The tax legislation, left over from last year's agenda, may face better chances for completion. The bill, allowing $70 billion in tax cuts over five years, could carry two priorities of tax writers and GOP leaders — a capital gains and dividends tax cut extension through 2010 and a patch to prevent millions more families from paying the alternative minimum tax this year.

Without action, as many as 19 million taxpayers could owe the alternative minimum tax, a trap for wealthy tax dodgers that increasingly threatens less wealthy families with higher taxes. In addition, the 15 percent top capital gains and dividends tax rate would increase in 2009, rising to 20 percent for capital gains and rates as high as 39.6 percent for dividends.

Other expired or expiring tax breaks also need to be extended, including a business research and development credit.

This year's House budget plan reflected election-year realities and dropped President Bush's proposed cuts to Medicare, Medicaid, crop subsidies and other politically sensitive programs. After passing a five-year, $39 billion bill cutting Medicare, Medicaid and student loan subsidies last year, the new budget proposed just $6.8 billion in savings spread over five years from programs whose budgets typically rise with inflation and population growth.

To the dismay of moderate Republicans, the proposal adopted the president's plan to trim spending reviewed annually by Congress and impose the $873 billion spending cap for the 2007 budget year, beginning Oct. 1.

That sparked a battle between moderates, who wanted to reverse cuts to popular programs in education and health research, and Republican conservatives, eager to crack down on agency budgets.

It endorsed Mr. Bush's call for a 7 percent increase in the core defense budget. It also assumed lawmakers would spend $50 billion for wars in Afghanistan and Iraq, less than half the expected spending for the current year.

The defense increase came at the expense of domestic programs like education, health research and grants to local governments and relief agencies.

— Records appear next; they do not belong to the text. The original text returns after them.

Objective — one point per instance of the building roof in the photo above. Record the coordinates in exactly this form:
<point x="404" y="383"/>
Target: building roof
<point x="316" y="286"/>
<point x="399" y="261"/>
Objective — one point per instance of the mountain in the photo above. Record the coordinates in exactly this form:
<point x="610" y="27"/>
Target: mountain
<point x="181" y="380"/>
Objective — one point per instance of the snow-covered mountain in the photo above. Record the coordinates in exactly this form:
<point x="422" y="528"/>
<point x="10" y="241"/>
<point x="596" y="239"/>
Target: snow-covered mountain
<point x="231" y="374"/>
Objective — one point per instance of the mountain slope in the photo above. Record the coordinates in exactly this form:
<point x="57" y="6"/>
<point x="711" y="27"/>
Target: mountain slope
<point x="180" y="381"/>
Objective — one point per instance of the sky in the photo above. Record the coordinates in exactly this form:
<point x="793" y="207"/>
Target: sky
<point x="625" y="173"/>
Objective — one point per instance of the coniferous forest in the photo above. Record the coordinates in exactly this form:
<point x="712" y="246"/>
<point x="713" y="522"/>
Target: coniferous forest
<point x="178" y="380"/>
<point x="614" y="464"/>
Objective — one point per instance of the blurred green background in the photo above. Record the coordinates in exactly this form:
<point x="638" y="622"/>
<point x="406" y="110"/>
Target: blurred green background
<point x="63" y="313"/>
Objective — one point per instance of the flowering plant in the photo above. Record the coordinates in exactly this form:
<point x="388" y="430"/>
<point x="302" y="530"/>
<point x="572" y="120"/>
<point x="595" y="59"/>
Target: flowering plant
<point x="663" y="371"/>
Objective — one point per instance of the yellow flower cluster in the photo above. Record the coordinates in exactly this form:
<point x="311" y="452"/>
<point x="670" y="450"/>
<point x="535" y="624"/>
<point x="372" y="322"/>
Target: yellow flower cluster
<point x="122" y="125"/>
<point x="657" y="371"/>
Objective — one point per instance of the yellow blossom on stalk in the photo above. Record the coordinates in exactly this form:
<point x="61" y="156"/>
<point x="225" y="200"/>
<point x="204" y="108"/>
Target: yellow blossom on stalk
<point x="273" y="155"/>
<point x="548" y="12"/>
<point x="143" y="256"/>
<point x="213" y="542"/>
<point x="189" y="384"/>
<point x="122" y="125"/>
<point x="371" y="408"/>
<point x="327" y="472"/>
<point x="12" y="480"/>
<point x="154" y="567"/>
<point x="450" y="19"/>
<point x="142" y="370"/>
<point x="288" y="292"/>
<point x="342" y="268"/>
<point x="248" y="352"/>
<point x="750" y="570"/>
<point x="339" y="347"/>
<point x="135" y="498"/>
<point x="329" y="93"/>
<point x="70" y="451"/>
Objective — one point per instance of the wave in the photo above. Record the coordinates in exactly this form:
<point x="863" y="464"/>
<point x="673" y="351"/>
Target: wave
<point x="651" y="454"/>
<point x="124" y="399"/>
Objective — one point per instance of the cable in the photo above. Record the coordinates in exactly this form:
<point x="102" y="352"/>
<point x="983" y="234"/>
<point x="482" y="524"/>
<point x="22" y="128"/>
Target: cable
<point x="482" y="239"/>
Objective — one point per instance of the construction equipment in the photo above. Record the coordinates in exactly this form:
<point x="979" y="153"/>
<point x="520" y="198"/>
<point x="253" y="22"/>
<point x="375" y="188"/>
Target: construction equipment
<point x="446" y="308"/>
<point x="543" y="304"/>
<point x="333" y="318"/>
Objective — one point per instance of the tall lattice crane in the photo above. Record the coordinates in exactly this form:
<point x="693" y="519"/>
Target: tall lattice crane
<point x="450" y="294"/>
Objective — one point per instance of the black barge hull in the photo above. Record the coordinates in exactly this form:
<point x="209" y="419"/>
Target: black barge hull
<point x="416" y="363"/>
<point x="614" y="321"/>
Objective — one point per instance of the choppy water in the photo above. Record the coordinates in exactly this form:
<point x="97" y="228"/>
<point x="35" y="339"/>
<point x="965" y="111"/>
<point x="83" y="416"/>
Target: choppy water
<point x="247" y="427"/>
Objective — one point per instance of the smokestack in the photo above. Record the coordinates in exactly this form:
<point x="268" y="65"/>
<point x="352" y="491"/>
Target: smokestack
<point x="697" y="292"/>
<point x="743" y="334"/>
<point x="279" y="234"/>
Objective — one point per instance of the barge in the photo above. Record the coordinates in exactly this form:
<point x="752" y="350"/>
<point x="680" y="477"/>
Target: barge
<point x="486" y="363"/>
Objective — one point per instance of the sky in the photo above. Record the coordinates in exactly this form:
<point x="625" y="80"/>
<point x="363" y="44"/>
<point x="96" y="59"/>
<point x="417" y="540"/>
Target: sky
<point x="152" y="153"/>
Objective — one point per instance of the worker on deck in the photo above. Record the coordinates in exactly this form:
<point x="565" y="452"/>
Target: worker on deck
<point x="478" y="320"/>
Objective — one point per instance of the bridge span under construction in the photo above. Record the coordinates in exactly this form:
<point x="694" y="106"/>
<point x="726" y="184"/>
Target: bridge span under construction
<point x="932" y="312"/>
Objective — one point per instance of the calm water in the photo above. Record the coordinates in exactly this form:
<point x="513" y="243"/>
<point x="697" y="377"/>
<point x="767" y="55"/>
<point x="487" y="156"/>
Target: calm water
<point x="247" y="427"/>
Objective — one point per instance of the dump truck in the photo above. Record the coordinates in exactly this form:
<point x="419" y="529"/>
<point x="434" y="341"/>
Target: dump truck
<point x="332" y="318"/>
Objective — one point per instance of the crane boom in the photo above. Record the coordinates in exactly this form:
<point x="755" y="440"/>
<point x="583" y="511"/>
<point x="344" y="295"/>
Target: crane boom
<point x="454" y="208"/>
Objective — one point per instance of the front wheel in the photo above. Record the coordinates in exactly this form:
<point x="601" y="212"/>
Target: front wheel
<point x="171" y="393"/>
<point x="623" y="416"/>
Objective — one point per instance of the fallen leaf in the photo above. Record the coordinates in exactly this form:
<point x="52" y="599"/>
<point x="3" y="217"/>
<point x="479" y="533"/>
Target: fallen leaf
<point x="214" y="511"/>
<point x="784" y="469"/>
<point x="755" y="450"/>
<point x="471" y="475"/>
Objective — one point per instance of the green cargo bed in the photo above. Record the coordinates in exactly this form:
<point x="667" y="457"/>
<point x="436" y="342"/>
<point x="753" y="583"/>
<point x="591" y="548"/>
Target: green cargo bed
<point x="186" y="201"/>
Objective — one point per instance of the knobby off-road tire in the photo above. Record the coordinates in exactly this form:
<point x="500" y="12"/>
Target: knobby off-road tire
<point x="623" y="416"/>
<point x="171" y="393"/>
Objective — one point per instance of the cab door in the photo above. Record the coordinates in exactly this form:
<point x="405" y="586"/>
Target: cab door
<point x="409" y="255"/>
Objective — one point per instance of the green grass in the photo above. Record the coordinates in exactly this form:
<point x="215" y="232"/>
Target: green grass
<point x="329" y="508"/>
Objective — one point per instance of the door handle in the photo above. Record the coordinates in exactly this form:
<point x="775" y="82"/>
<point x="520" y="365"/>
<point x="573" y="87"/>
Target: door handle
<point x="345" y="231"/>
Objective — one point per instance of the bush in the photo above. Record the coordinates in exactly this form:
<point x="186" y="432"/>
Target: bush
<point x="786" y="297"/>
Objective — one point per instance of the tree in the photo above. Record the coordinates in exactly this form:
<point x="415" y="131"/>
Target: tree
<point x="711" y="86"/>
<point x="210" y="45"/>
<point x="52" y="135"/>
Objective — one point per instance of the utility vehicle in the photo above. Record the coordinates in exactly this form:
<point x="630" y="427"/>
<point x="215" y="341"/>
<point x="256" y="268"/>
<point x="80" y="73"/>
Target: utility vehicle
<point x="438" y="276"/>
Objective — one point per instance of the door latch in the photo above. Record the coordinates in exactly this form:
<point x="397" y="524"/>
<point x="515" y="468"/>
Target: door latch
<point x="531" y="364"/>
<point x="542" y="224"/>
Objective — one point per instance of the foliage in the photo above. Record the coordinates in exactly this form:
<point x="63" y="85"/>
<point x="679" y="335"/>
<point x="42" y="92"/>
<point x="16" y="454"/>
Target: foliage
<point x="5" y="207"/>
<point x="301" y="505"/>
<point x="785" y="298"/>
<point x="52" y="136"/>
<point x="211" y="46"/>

Even so, the budget would produce a deficit of $348 billion in 2007 and deficits totaling more than $1 trillion through 2011 if Congress enacted its policies.

Separately, Appropriations Committee Chairman Jerry Lewis, R-Calif., fought with conservatives over their demands for overhauling the congressional budget process.

Lewis particularly objected to a plan by Budget Committee Chairman Jim Nussle, R-Iowa, to establish a "rainy day fund" that would make it difficult to pass disaster aid that exceeds $4.3 billion unless approved by the Budget Committee.